Üzerine yazmaksak zihnimizin bizi günlerce kemireceği filmlerden biri geldi hayatımıza. Bu yazıyı yazmak biraz zor olacak; çünkü halen hangi karakter ve/veya olay üzerinden giriş yapacağımı bilmiyorum. İzin verirseniz doğrudan işlenen konuya geleyim.

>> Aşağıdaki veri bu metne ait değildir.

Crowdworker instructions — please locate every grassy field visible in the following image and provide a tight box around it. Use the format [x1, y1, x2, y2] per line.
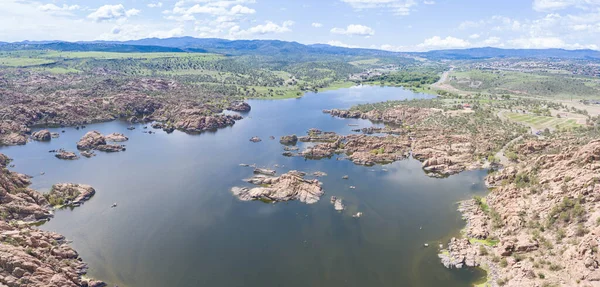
[0, 57, 54, 67]
[40, 52, 225, 60]
[350, 58, 380, 66]
[504, 113, 580, 130]
[449, 70, 600, 99]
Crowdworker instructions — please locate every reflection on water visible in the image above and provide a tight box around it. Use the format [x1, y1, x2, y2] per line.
[0, 87, 485, 286]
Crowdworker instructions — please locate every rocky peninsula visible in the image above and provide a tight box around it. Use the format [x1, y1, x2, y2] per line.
[0, 73, 251, 145]
[440, 136, 600, 286]
[231, 170, 324, 204]
[0, 154, 106, 287]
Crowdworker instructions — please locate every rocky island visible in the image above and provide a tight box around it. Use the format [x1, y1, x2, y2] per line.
[231, 170, 324, 204]
[0, 154, 106, 287]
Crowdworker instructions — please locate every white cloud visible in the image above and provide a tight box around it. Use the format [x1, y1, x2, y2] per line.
[87, 4, 140, 22]
[331, 24, 375, 36]
[508, 37, 565, 49]
[229, 21, 294, 38]
[148, 27, 185, 39]
[483, 37, 501, 46]
[38, 3, 81, 15]
[533, 0, 600, 12]
[341, 0, 420, 15]
[147, 2, 162, 8]
[172, 1, 256, 16]
[327, 41, 360, 48]
[125, 8, 142, 17]
[378, 44, 407, 52]
[417, 36, 471, 50]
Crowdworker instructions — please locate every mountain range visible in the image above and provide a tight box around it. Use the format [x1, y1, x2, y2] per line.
[0, 37, 600, 60]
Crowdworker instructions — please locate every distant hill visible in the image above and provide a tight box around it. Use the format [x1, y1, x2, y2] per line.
[112, 37, 399, 56]
[411, 47, 600, 60]
[0, 37, 600, 60]
[0, 42, 184, 53]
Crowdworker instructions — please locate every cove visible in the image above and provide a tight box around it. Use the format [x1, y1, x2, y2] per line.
[0, 86, 486, 286]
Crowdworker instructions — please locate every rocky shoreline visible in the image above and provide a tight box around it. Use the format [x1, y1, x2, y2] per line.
[281, 105, 519, 177]
[0, 75, 251, 145]
[0, 154, 106, 287]
[440, 138, 600, 286]
[231, 170, 324, 204]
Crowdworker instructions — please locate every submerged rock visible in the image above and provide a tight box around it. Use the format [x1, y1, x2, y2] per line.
[279, 135, 298, 145]
[54, 150, 79, 160]
[104, 133, 129, 142]
[331, 196, 346, 211]
[77, 131, 106, 150]
[79, 150, 96, 158]
[254, 168, 277, 175]
[96, 144, 125, 152]
[227, 102, 252, 112]
[313, 171, 327, 177]
[31, 130, 52, 141]
[438, 238, 479, 268]
[231, 171, 324, 204]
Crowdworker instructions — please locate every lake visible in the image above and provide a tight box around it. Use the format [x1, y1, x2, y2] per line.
[0, 87, 487, 287]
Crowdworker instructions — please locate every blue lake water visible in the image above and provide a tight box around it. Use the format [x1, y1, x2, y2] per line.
[0, 87, 486, 287]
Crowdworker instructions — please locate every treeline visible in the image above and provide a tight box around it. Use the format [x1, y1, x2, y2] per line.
[368, 71, 440, 87]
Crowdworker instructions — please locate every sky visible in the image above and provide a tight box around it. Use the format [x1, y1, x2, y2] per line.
[0, 0, 600, 51]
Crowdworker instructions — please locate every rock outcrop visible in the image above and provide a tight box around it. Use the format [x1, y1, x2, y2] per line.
[54, 150, 79, 160]
[96, 144, 125, 152]
[31, 130, 52, 141]
[440, 138, 600, 286]
[231, 171, 324, 204]
[227, 102, 251, 112]
[77, 131, 106, 150]
[330, 196, 346, 211]
[279, 135, 298, 145]
[44, 183, 96, 207]
[175, 109, 242, 133]
[104, 133, 129, 142]
[0, 154, 106, 287]
[0, 120, 30, 145]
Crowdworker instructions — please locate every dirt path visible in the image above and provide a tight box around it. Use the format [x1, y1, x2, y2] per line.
[431, 67, 462, 94]
[495, 136, 523, 166]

Ben bu filmin sonlulukla, yani insanın ölümle yüzleşmesindeki ıstırapla ilgili bir öykü olduğunu düşünüyorum. Filmdeki olayları tetikleyen ve sonra da katmanlandıran, karakterimiz Colm Doherty'nin fanilikle olan oldukça kişisel mücadelesinden çıkıyor. Esasen onun aldığı bir karar, yavaş ve izole ritmindeki adalı hayatları, en başta da hayattaki tek dostunu, kelebeğin kanat çırpışı gibi etkiliyor. Hem de öyle böyle değil, derinden etkiliyor.

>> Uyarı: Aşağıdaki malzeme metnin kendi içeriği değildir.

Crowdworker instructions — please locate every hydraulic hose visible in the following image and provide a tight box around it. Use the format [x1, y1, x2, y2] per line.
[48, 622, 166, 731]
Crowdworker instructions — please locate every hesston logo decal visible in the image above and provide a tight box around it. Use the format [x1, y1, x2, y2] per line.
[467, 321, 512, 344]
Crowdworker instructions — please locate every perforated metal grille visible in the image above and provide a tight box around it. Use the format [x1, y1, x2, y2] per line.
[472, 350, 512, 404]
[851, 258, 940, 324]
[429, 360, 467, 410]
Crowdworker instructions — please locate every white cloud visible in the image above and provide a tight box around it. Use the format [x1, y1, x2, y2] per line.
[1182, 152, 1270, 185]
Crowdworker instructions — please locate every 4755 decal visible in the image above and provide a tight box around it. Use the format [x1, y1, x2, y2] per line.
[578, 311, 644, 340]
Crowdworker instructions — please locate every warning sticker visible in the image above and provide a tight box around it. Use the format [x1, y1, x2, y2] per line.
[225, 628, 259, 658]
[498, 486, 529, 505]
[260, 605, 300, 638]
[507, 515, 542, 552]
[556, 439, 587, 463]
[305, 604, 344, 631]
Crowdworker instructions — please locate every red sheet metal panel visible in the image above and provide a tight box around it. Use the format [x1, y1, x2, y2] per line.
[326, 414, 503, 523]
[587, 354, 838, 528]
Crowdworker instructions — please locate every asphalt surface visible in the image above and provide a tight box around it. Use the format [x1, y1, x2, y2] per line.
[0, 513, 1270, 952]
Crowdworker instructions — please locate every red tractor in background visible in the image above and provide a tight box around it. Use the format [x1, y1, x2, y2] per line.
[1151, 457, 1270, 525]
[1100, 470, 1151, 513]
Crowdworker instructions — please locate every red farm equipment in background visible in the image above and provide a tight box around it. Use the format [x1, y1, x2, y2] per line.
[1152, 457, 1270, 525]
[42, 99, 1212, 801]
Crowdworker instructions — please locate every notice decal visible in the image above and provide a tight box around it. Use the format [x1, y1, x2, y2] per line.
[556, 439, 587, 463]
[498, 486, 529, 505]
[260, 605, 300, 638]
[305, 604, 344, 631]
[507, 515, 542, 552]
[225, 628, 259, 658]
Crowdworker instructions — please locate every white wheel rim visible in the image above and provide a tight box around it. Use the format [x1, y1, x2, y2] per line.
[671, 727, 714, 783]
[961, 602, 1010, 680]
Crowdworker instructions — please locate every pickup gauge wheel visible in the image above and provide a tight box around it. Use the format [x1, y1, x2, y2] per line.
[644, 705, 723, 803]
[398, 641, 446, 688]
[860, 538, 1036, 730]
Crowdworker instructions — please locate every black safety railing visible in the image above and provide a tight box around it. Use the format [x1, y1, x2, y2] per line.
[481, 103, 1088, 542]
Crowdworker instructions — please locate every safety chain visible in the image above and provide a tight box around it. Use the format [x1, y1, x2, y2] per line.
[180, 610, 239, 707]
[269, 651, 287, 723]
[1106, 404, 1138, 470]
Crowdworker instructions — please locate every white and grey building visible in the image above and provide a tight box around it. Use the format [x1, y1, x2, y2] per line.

Bu karar sonrası herkes konum almak zorunda kalıyor ve işte burada bana sorarsanız film kadim bir felsefi tartışmayı tüm yakıcılığıyla kucağımıza bırakıyor.
Nedir bu tartışma?
Hemen söyleyelim: Sonlu bir dünyada iyilik ve kötülüğün değeri tartışması.
Bu tartışmanın nasıl yürütüleceği bakımından elbette filmin geçtiği tarihsel bağlam çok belirleyici. Aydınlanmacı ve Cumhuriyetçi fikirlerin -yavaş da olsa- topluma penetre etmeye başladığı minicik bir adadayız ve adanın yavaş tarihsel ritmine rağmen araçsallaşmış aklın kendini iyiden iyiye tüm ilişkilerde açığa vurmakta olduğunu seziyoruz. Artık iyiliğin ve kötülüğün ötesinde, akla uygunluk ön plandadır ve bu adanın değişime hemen adapte olamayan "yavaş" failleri için büyük bir krize dönüşecektir.

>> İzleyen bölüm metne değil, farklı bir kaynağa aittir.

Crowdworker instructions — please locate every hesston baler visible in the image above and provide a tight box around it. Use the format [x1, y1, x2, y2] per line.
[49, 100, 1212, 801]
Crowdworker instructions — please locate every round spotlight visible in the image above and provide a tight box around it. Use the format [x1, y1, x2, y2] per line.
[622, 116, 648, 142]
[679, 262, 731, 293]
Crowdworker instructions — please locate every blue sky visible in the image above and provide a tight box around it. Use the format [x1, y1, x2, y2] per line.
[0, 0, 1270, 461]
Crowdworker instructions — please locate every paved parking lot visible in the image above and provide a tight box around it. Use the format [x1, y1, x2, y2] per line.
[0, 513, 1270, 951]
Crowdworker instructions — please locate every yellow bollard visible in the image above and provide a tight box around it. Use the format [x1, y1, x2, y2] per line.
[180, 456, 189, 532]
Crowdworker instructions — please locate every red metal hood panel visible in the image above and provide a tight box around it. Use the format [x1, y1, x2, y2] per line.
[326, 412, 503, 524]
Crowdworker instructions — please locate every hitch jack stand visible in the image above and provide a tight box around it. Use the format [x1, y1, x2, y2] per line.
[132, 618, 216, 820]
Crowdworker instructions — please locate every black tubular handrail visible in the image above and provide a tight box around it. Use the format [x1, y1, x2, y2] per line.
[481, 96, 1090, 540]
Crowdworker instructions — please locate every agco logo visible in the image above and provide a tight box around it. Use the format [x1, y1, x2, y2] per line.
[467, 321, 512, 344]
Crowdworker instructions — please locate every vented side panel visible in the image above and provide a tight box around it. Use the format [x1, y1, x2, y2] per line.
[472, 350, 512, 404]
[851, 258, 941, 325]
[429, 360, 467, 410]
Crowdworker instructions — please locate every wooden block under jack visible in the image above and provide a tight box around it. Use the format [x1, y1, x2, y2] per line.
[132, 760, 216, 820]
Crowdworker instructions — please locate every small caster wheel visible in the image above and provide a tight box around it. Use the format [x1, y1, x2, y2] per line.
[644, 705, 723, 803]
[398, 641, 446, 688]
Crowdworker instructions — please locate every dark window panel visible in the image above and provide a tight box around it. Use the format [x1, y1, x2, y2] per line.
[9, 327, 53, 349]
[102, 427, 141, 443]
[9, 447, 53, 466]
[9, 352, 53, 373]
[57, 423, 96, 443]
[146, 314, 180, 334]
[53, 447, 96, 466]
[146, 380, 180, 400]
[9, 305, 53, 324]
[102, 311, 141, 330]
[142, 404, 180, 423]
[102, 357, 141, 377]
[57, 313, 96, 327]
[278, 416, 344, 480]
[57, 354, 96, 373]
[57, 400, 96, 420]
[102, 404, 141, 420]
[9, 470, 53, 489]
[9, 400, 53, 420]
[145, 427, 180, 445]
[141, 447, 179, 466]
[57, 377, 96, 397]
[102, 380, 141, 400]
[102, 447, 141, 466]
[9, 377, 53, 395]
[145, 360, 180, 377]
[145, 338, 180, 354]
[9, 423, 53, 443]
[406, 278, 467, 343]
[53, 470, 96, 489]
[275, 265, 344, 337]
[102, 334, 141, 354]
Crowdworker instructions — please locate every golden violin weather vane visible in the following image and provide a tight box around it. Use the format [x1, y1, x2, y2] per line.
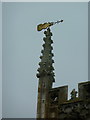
[37, 20, 63, 31]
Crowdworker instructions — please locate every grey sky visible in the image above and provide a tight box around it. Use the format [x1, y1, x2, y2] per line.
[3, 2, 88, 118]
[0, 3, 2, 119]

Filmde bizi ilk karşılayan güzellik ve akıllılıkla eşit mertebede olması gerekirken neredeyse tamamen unutulmuş olan iyilik erdemi ve onun değeri/değersizliğine dair hüzünlü bir olay. Adanın iyilik ve nezaketle tanınan yalnız çobanı Pádraic bir gün hayattaki tek dostunun artık onunla görüşmek istemediğini öğrenir. Kafası çok karışan Pádraic kısa zamanda "iyi bir adam" ("a good lad") olduğu için bu muameleye maruz kaldığını anlayacaktır. Bu toplumda iyi ve kibar olmak "sıkıcı", "aptal", "sıradan", "kalın kafalı" ve "bayık" olmakla eşanlamlıdır zira. Bunu gören karakterimiz iyiliğin modern hayatta pek de bir işe yaramadığı gerçeğiyle yüzleşmek zorunda bırakılmış oluyor.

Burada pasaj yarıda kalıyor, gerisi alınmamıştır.